When I looked up Doki Doki Literature Club! on Steam after a friend recommended it to me, I couldn’t help but question his taste and his weeaboo tendencies. My friend (pointedly ignoring my weeaboo comment) quickly assured me that I would love it, told me not to read the reviews, and insisted that I just download and play it. The game was (and still is) free – so I did. And man, did I get more than I expected.
Doki Doki Literature Club! is a quirky, adorable, genuinely terrifying visual novel that just about perfects the psychological horror genre. The gameplay is essentially a point and click, and though at times it did feel like there was a lot to push through to get to the story, overall DDLC! does a good job of balancing the minimal gameplay with the storyline and character cut scenes. Visually, the game is beautiful and horrific in turns, using cues that anyone familiar with computers will have an immediate negative reaction to as it purposely appears to glitch and unravel as the increasingly disturbing storyline plays out. The anime artwork itself is very well drawn, though at first the poses of the characters can seem rather limited, this is possibly because any changes in character design throughout the game are used to unnerve the player.

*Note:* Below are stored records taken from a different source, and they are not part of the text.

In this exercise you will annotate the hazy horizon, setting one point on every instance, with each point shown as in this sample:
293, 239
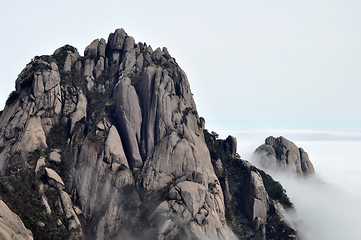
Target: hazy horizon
327, 204
250, 64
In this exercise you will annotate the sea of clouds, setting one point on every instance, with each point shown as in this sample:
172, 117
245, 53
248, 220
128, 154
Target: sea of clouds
328, 205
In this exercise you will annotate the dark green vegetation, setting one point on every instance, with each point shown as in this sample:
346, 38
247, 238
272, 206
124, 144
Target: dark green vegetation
235, 180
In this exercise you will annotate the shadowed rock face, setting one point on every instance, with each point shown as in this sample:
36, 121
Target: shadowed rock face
11, 226
281, 153
123, 128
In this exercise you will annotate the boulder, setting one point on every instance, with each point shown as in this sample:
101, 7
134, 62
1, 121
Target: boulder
11, 226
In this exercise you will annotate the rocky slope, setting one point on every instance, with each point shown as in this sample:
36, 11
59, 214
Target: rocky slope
281, 153
110, 145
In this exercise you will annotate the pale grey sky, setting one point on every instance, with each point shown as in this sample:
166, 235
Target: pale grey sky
251, 64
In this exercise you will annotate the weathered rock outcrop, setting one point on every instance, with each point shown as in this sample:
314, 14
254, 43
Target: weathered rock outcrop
11, 226
111, 144
253, 200
281, 153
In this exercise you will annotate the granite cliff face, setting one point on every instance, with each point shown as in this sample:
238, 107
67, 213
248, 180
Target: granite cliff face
110, 144
281, 153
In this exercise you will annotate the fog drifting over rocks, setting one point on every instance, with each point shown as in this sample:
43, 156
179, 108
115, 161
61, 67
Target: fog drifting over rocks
327, 205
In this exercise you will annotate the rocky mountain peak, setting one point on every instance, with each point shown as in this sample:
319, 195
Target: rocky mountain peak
110, 144
281, 153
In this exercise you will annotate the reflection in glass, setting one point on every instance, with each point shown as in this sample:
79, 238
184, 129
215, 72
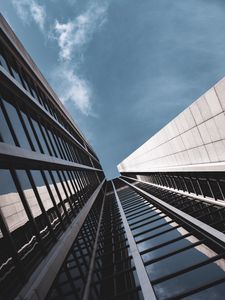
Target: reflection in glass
191, 280
17, 126
5, 133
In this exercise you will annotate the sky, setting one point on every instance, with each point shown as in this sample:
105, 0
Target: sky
123, 68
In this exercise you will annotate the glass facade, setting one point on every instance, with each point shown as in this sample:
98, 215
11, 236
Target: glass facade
67, 233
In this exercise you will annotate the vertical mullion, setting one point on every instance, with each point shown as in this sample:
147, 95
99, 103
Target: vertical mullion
146, 287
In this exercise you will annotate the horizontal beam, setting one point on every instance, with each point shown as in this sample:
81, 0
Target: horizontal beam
146, 287
14, 153
205, 167
26, 58
41, 280
190, 195
202, 227
4, 75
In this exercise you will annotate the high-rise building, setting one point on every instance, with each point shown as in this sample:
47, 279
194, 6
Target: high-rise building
156, 232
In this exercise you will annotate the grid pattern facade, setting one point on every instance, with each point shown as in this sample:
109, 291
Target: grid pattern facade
66, 233
48, 171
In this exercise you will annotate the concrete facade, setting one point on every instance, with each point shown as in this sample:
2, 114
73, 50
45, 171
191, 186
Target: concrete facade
193, 141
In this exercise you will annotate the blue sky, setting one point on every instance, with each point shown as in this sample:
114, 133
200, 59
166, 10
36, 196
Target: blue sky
123, 68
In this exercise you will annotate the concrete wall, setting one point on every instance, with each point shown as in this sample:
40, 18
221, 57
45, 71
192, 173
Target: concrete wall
193, 141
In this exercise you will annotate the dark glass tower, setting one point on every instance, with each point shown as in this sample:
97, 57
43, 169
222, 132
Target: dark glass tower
156, 232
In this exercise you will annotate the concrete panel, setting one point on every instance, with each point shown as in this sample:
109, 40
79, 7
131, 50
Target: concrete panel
195, 137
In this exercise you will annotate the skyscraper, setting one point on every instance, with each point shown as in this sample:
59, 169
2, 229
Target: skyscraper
156, 232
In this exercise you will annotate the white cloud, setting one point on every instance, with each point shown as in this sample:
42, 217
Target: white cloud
30, 9
73, 35
73, 88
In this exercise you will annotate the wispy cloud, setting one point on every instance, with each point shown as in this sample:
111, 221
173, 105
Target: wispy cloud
72, 37
73, 88
30, 9
74, 34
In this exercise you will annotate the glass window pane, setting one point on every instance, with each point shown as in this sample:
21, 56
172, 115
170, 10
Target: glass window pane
168, 248
165, 237
191, 280
17, 126
3, 63
16, 74
29, 129
5, 133
176, 262
40, 136
216, 292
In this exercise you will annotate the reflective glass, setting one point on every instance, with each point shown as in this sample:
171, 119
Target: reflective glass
29, 129
17, 126
40, 136
165, 237
3, 63
5, 133
191, 280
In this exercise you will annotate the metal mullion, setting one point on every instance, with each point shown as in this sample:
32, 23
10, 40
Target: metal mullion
146, 287
118, 273
66, 149
61, 146
154, 260
54, 135
153, 221
130, 205
141, 214
25, 129
37, 106
134, 214
74, 180
60, 198
129, 258
153, 228
212, 212
12, 249
71, 146
44, 137
87, 288
147, 218
166, 243
41, 205
2, 106
188, 269
140, 205
67, 272
155, 235
112, 251
54, 153
28, 210
53, 199
65, 191
205, 230
122, 294
71, 194
80, 186
198, 289
221, 191
34, 131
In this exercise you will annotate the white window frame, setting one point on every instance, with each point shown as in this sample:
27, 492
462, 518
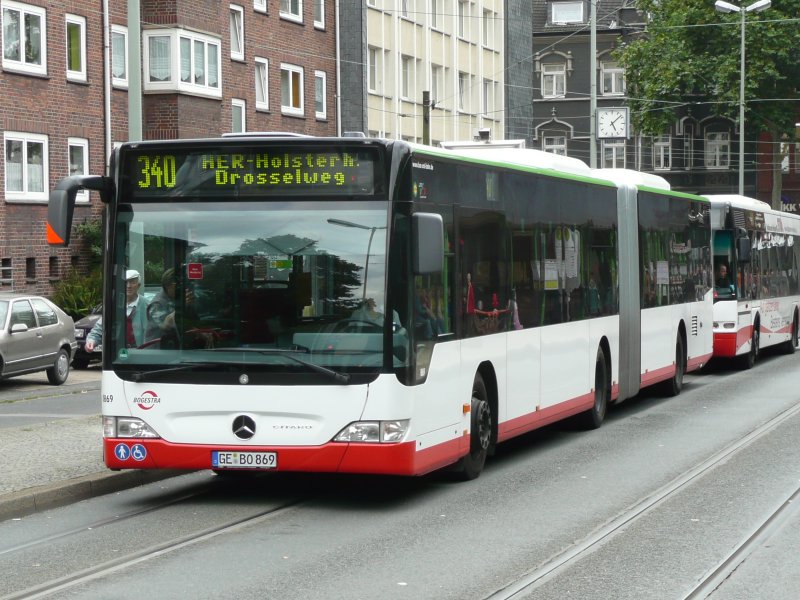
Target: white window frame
437, 83
21, 66
554, 74
237, 32
618, 154
463, 91
25, 194
662, 152
119, 30
238, 105
320, 77
566, 12
717, 149
262, 97
291, 13
292, 71
211, 46
488, 98
406, 77
375, 70
319, 14
555, 144
83, 195
75, 20
488, 28
616, 77
436, 15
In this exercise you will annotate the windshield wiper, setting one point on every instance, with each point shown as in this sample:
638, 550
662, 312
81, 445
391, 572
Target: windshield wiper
290, 354
142, 375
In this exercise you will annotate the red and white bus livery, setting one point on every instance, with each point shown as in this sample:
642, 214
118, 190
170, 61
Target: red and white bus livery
756, 282
372, 306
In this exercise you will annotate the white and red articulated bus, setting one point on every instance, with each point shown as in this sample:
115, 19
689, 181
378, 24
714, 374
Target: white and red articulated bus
373, 306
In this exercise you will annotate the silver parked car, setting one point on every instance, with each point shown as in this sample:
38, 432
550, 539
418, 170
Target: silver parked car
35, 335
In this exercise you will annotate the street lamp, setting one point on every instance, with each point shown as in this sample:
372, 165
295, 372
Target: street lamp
727, 7
371, 230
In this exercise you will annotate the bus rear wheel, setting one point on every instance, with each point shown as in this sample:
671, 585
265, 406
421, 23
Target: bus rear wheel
480, 435
748, 360
594, 417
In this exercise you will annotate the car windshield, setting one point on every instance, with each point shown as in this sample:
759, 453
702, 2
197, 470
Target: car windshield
304, 280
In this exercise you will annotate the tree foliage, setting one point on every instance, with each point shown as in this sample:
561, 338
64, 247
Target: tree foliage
689, 56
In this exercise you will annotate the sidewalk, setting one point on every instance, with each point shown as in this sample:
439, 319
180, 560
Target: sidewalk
56, 461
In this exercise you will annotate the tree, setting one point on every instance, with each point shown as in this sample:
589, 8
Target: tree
689, 56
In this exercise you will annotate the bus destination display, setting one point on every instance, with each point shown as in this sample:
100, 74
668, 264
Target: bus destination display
177, 171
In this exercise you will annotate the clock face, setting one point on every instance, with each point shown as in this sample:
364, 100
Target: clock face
612, 122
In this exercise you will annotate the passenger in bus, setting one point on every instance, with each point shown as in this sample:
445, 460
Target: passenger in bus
368, 312
135, 316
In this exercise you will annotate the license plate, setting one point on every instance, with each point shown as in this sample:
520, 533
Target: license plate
244, 460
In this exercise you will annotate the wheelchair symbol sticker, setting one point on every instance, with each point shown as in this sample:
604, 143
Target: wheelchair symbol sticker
122, 452
138, 452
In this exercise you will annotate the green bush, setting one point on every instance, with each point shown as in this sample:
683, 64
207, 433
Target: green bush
77, 294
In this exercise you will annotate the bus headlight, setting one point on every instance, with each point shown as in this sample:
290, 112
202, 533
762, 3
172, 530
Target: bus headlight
386, 432
128, 427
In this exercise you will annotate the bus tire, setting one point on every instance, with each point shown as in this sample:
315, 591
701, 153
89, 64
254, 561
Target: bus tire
748, 360
674, 386
480, 434
594, 417
791, 344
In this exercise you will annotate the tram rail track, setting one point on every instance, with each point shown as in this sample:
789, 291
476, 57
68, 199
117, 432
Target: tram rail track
528, 583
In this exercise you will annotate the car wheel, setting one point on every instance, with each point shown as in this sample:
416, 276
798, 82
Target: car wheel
58, 373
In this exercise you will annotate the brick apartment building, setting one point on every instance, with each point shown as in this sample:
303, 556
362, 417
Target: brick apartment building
208, 67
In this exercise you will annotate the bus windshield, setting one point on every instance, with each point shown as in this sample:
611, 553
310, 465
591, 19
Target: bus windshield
276, 286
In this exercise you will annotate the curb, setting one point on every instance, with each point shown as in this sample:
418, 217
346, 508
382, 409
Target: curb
54, 495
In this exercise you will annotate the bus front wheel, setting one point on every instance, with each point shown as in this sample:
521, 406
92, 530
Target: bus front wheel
480, 435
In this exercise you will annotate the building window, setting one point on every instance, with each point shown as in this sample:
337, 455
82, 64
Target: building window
614, 154
437, 83
79, 162
717, 149
406, 68
237, 32
30, 269
554, 80
613, 78
566, 12
26, 166
320, 103
76, 47
463, 91
555, 144
463, 15
488, 28
238, 107
292, 10
319, 14
488, 98
262, 84
24, 38
119, 56
375, 70
662, 152
182, 61
291, 89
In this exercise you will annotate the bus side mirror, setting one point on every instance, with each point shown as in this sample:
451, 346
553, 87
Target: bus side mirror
61, 204
427, 231
743, 248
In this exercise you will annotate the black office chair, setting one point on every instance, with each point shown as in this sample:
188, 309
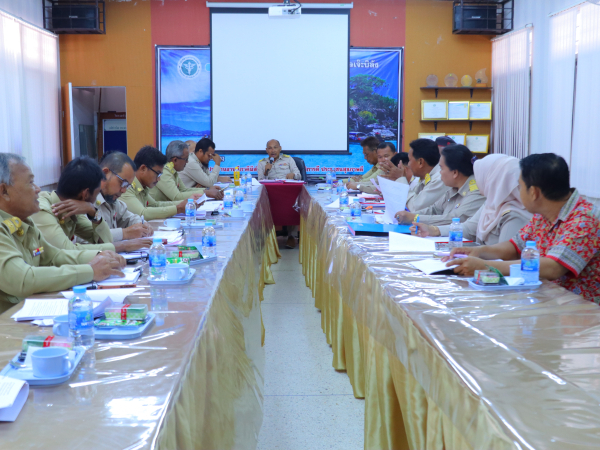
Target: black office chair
301, 167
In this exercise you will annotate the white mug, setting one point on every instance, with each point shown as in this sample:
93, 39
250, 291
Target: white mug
51, 362
173, 223
177, 271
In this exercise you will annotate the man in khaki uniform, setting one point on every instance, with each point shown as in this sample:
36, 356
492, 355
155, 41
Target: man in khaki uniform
170, 187
150, 163
28, 263
196, 174
423, 159
277, 166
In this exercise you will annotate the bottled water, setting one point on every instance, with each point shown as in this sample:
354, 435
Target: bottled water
209, 242
190, 212
455, 237
530, 263
81, 318
355, 209
344, 199
158, 259
228, 202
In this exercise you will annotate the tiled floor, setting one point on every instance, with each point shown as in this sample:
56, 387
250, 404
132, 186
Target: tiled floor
308, 405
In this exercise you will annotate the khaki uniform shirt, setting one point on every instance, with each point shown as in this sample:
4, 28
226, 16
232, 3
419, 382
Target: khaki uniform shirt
281, 167
30, 265
196, 172
171, 188
140, 202
462, 203
117, 216
60, 232
427, 192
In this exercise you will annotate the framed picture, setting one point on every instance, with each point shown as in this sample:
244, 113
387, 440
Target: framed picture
434, 109
480, 111
478, 143
458, 110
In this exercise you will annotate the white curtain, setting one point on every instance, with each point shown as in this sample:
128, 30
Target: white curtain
29, 95
511, 58
555, 111
585, 160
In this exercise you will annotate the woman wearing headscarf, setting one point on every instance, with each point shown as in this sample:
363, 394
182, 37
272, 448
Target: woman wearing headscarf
502, 215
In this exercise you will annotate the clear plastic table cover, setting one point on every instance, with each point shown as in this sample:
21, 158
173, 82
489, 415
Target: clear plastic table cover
531, 359
194, 380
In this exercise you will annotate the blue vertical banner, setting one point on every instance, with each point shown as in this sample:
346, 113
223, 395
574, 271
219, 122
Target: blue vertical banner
375, 86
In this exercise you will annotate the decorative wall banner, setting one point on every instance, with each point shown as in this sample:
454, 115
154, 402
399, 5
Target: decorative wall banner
183, 106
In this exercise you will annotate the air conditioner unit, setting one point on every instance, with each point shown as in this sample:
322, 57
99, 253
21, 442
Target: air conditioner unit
482, 17
75, 16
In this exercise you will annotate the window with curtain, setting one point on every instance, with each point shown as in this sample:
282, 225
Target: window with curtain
585, 158
29, 96
511, 59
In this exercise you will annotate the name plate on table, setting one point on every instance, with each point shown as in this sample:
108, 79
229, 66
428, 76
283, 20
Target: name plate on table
375, 229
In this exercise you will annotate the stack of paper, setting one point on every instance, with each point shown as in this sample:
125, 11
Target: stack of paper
13, 394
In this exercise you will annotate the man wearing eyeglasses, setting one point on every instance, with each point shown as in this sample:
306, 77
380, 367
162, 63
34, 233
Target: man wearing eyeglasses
170, 187
119, 172
149, 162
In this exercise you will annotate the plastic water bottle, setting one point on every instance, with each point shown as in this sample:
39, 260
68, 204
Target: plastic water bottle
455, 237
355, 208
81, 318
190, 212
344, 199
530, 263
228, 202
209, 242
158, 259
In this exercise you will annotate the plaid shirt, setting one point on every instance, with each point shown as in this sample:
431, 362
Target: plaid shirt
573, 241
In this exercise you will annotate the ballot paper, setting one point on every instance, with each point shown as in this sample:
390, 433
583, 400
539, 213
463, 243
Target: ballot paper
395, 195
405, 243
13, 395
430, 266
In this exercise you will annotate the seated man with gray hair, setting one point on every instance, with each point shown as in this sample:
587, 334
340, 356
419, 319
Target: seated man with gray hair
170, 187
28, 263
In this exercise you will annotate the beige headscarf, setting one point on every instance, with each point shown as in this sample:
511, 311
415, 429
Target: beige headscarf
497, 177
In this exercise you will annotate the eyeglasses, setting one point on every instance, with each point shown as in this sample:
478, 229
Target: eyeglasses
124, 183
158, 174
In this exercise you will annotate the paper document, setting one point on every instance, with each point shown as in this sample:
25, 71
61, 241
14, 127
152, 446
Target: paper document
395, 195
430, 266
13, 395
405, 243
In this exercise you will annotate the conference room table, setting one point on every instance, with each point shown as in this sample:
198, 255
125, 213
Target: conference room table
193, 381
444, 366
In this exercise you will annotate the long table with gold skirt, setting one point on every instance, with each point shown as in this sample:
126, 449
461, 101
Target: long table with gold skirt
441, 365
193, 381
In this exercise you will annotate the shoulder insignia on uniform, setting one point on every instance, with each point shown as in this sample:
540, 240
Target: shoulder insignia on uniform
14, 225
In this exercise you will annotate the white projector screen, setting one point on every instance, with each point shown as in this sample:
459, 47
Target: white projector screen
280, 78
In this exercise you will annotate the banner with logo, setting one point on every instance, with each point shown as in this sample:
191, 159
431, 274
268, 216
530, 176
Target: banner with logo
183, 106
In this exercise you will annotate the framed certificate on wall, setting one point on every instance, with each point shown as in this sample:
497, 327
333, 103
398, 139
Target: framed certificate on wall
480, 111
478, 143
434, 109
458, 110
460, 138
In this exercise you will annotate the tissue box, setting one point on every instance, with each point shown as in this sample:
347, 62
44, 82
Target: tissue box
127, 312
46, 341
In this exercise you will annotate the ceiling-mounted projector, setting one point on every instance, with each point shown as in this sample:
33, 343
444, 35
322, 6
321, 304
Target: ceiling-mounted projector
287, 10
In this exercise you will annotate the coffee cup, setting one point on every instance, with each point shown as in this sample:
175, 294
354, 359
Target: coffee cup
61, 325
173, 223
177, 271
51, 362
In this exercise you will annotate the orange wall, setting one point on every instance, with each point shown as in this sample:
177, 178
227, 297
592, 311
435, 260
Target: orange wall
122, 57
431, 48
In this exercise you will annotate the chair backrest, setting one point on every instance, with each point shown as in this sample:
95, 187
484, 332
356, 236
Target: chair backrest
301, 167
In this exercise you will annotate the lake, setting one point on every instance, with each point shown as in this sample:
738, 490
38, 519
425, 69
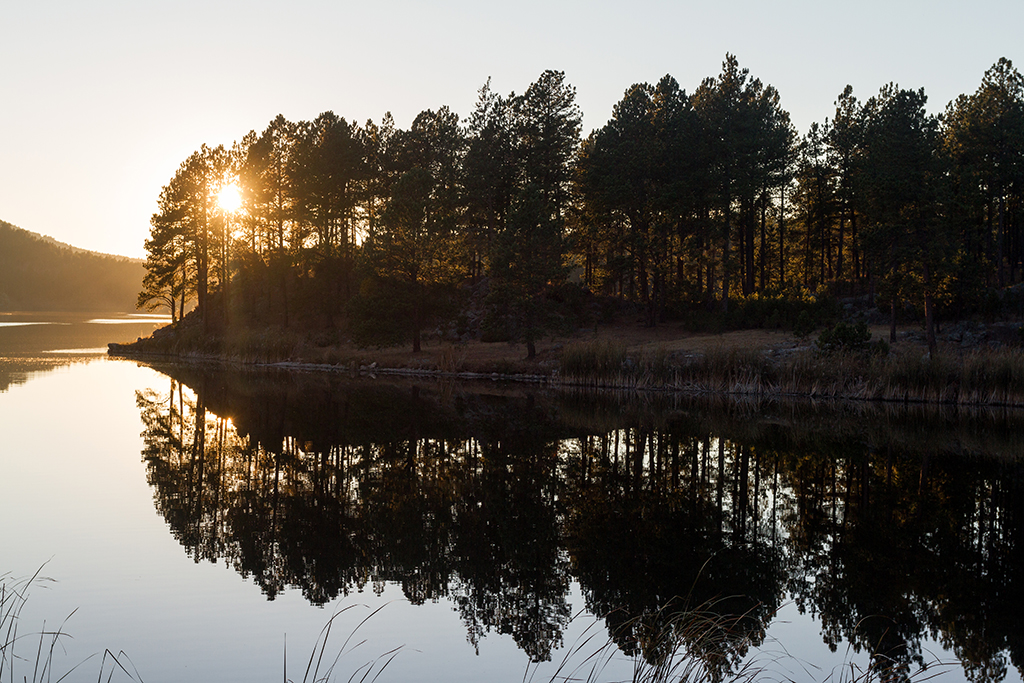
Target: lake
210, 522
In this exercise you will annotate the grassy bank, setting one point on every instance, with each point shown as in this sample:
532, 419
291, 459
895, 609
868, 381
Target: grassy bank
637, 359
981, 377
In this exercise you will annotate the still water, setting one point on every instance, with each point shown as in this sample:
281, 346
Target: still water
209, 522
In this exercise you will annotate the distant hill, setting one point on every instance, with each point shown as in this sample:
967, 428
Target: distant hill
39, 273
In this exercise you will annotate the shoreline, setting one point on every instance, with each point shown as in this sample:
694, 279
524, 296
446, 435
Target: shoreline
976, 379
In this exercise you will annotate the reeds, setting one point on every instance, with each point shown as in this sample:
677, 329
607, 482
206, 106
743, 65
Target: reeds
13, 597
991, 377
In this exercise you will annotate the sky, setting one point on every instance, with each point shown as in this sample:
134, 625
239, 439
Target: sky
101, 100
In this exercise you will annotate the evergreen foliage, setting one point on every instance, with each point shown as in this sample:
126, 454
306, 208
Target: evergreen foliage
682, 205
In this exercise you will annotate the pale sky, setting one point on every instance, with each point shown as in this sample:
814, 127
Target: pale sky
101, 100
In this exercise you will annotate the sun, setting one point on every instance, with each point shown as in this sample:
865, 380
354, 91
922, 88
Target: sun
229, 198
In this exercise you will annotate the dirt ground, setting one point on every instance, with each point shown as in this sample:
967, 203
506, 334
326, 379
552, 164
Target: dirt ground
478, 356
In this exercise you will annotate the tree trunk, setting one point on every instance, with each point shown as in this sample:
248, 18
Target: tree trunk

As with any good horror, sound plays a huge role in building tension. The music starts out upbeat and cheerful, but as the game progresses it skips and is played out of tune in ways designed to make you uneasy. The use of classic horror sound effects such as cheerfully manic giggles interspersed with heavy breathing (and even the clever inclusion of complete silence in some scenes) help to push the player’s ever-growing discomfort to the next level. I would highly recommend playing DDLC! while wearing headphones so that you can get the full experience.
The game itself follows a young man as he is convinced by Sayori, his childhood best friend, into joining the literature club at their high school. There he meets the three other members of the group; Yuri, Natsuki and the club president Monika. Over the course of a few days within the game, you get to know these characters as they share their writing with you. In turn, you share your own poetic creations with them through a simple word choice mini-game.
As you progress and you begin to get emotionally invested in what – at face value – seems like nothing more than a cute dating sim, you are struck by tragedy, and you find Sayori after she has committed suicide. The game then appears to glitch and reset, losing all previous saves, and you start the game anew – this time, without Sayori. You play through the game again and as you play increasingly there is something… off. The normally cheerful music might stutter. The design of a character will be changed disturbingly. The text of the character speaking might run off the page, too quick to read and at times completely illegible. The characters begin to behave in ways that you simply don’t expect. These things, small at first, begin to build and create a tension so thick that it will crush you in your seat. Friendships with both Yuri and Natsuki provide increasingly disturbing storylines, and as you helplessly watch the various horrors that this disarmingly pink and cutesy game has to offer, there is (just) Monika. Monika, who smiles benignly and assures you that everything is fine, all the while appearing to manipulate not just the other characters and your own choices, but also the game itself.
It is fair to say that I perhaps should have trusted my friend more than I initially did. It is also fair to say that I should never trust him again and that, in the future, I should probably read the game tags before playing. Overall, Doki Doki Literature Club! has far more depth to it than I first expected and is a unique addition to the visual novel genre. The game plays on your expectations, luring you in with its pastel colour scheme, the promise of young love, true friendship, and the bubbly theme song. It begins to turn against you subtly, and then not so subtly, as you play through again and again, desperately searching for the happy ending you thought you were promised. If you’re anything like me, there will come a point where you will start to feel like the game is playing you, more than you are playing it. You won’t be entirely wrong.